Re: [Question]: try to fix contention between expire_timers and try_to_del_timer_sync
From: Thomas Gleixner
Date: Wed Jul 26 2017 - 10:16:49 EST
On Wed, 26 Jul 2017, qiaozhou wrote:
Cc'ed ARM folks.
> I want to ask you for suggestions about how to fix one contention between
> expire_timers and try_to_del_timer_sync. Thanks in advance.
> The issue is a hard-lockup issue detected on our platform(arm64, one cluster
> with 4 a53, and the other with 4 a73). The sequence is as below:
> 1. core0 checks expired timers, and wakes up a process on a73, in step 1.3.
> 2. core4 starts to run the process and try to delete the timer in sync method,
> in step 2.1.
> 3. Before core0 can run to 1.4 and get the lock, core4 has already run from
> 2.1 to 2.6 in while loop. And in step 2.4, it fails since the timer is still
> the running timer.
>
> core0(a53): core4(a73):
> run_timer_softirq
> __run_timers
> spin_lock_irq(&base->lock)
> expire_timers()
> 1.1: base->running_timer = timer;
> 1.2: spin_unlock_irq(&base->lock);
> 1.3: call_timer_fn(timer, fn, data);
> schedule()
> 1.4: spin_lock_irq(&base->lock); del_timer_sync(&timer)

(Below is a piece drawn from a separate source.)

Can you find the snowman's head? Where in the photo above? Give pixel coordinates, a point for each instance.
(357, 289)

> 1.5: back to 1.1 in while loop
> 2.1: try_to_del_timer_sync()
> 2.2: get_timer_base()
> 2.3: spin_lock_irqsave(&base->lock, flags);
> 2.4: check "base->running_timer != timer"
> 2.5: spin_unlock_irqrestore(&base->lock, flags);
> 2.6:cpu_relax(); (back to 2.1 in while loop)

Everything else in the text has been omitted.